Azenta is headquartered in Burlington, Massachusetts, with operations in North America, Europe and Asia. For more information, please visit www.azenta.com.
AZENTA INVESTOR CONTACTS:
Sara Silverman
Head of Investor Relations & Corporate Communications
[email protected]
Sherry Dinsmore
[email protected]
Notes on Non-GAAP Financial Measures
Non-GAAP financial measures are used in addition to and in conjunction with results presented in accordance with GAAP and should not be relied upon to the exclusion of GAAP financial measures. Management adjusts the GAAP results for the impact of amortization of intangible assets, restructuring charges, purchase price accounting adjustments and charges related to M&A to provide investors better perspective on the results of operations which the Company believes is more comparable to the similar analysis provided by its peers.  Management also excludes special charges and gains, such as impairment losses, gains and losses from the sale of assets, certain tax benefits and charges, as well as other gains and charges that are not representative of the normal operations of the business. Management strongly encourages investors to review our financial statements and publicly filed reports in their entirety and not rely on any single measure.

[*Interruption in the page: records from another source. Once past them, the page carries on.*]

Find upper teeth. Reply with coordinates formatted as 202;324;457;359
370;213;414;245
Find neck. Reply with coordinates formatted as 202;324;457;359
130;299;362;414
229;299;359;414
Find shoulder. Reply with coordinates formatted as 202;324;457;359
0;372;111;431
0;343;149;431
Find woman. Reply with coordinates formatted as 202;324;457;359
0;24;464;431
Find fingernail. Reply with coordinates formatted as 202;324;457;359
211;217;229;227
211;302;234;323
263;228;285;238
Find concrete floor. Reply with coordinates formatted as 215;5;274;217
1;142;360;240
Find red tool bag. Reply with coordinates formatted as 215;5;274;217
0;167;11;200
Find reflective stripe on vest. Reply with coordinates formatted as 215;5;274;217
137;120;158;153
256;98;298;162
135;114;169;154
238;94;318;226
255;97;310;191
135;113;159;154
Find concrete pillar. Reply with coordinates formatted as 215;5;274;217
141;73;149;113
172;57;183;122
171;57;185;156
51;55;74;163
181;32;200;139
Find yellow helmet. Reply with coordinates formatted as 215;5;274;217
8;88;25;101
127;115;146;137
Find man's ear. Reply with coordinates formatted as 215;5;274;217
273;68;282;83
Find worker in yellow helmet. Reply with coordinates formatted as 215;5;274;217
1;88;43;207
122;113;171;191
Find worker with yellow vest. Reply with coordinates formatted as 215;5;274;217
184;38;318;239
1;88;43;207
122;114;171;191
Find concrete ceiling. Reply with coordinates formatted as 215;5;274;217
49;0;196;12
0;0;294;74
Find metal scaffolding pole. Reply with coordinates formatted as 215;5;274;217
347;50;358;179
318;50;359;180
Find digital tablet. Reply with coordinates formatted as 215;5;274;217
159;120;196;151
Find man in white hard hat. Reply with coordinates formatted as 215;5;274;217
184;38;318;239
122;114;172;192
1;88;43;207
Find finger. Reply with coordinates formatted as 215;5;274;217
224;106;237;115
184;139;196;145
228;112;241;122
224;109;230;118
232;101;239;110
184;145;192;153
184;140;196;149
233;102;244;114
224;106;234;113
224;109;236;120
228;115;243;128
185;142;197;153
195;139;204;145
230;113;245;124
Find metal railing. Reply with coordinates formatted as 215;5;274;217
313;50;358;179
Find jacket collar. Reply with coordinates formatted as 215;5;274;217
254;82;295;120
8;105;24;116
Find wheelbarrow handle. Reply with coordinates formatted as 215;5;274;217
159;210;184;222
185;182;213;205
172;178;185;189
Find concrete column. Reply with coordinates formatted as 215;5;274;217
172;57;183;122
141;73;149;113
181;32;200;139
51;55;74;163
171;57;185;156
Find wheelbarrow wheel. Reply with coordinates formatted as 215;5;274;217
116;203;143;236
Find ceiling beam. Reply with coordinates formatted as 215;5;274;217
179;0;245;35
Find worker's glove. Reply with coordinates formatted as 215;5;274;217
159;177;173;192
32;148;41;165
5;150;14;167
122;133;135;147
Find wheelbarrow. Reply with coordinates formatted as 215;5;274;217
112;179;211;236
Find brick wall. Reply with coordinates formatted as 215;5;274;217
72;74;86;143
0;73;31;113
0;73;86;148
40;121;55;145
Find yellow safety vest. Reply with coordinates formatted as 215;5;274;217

The Company has referenced in the explanation of revenue the estimated impact of COVID. In addition to reported and organic year-over-year percent changes, the Company has included the year-over-year percent changes of organic revenue ex-COVID which excludes the estimated revenue contribution from products delivered and services rendered to support COVID testing and research, and estimated constraints on the business due to disruptions in customer demand or the Company's ability to deliver in the COVID environment.